His harshest criticism came in 2014, when he listed the “15 diseases of the Curia” some suffered from, including “gossip terrorism,” “spiritual Alzheimer’s,” and “hypocritic” double lives. The following year, Francis offered an antidote to sins by listing the “catalogue of virtues” that he hoped would follow instead, including honesty, humility, and sobriety.

This year was similar in tone, with Francis repeating his criticism of forms of abuse that even religious people use against one another.

“There’s not just the violence of guns, there’s verbal violence, there’s psychological violence, the violence of abuse of power, the hidden violence of gossip,” Francis said in a possible reference to a new case of abuse of authority stirring up his own Jesuit order. “Don’t use your own position and role to humiliate the other.”

In addition, Francis also seemed to want to target archconservatives and traditionalists more broadly, who have become the pope’s biggest critics. Francis has blasted her way of living the faith, insisting that being Catholic does not mean following a never-changing set of dictates, but rather is a “never-ending process of understanding Christ’s message, but us.” constantly challenged”.

“True heresy consists not only in preaching a different gospel, as Saint Paul told us, but also in no longer translating his message into today’s languages ​​and ways of thinking,” Francis said.

Traditionalist Catholics have denounced Francis’ emphasis on mercy and openness to doctrinal latitude on issues such as sacraments for divorced and civilly remarried Catholics. Some have even gone so far as to accuse him of heresy for some of his gestures and sermons, including allowing “pagan” statues in the Vatican.

Francis devoted most of his speech this year to the need to be vigilant against the devil’s work, picking up on a topic he recently discussed with the public during his weekly catechism lessons.

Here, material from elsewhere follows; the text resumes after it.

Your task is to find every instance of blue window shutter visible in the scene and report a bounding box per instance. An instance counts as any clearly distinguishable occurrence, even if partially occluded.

He told Vatican bureaucrats that simply condemning or rooting out evil is not enough, as it often comes back stronger than before in different guises. Francis repeatedly used the term “we,” implying that he counts himself among those in the Vatican who need to be aware of the devil in their midst.

“It used to be rough and violent, now it’s elegant and sophisticated,” he warned. “We have to recognize that and expose it again. That’s what these ‘elegant demons’ are like: they enter gently without us even being aware of them,” he said.

Francis told the story of a 17th-century convent in Port Royal, France, where the Superior, Mother Angelique, had charismatically reformed herself and her convent after evil crept in, but the devil returned in the form of a rigid belief.

“They had exorcised the demon, but it had returned seven times stronger, and under the guise of thrift and rigor had introduced rigidity and the arrogance that they were better than others,” Francis warned.

Some of Francis’ critics themselves were in the audience along with his supporters. Cardinal Angelo Becciu, whom Francis dismissed in 2020 and stripped of his cardinal rights after the pope accused him of financial misconduct, returned for the annual Christmas ceremony.

Becciu is currently before the Vatican Criminal Court along with nine other people and denies wrongdoing. Francis recently allowed him to participate in Vatican ceremonies again, a sign the pope believes he may have been hasty in sanctioning Becciu before a court ruled on his guilt or innocence.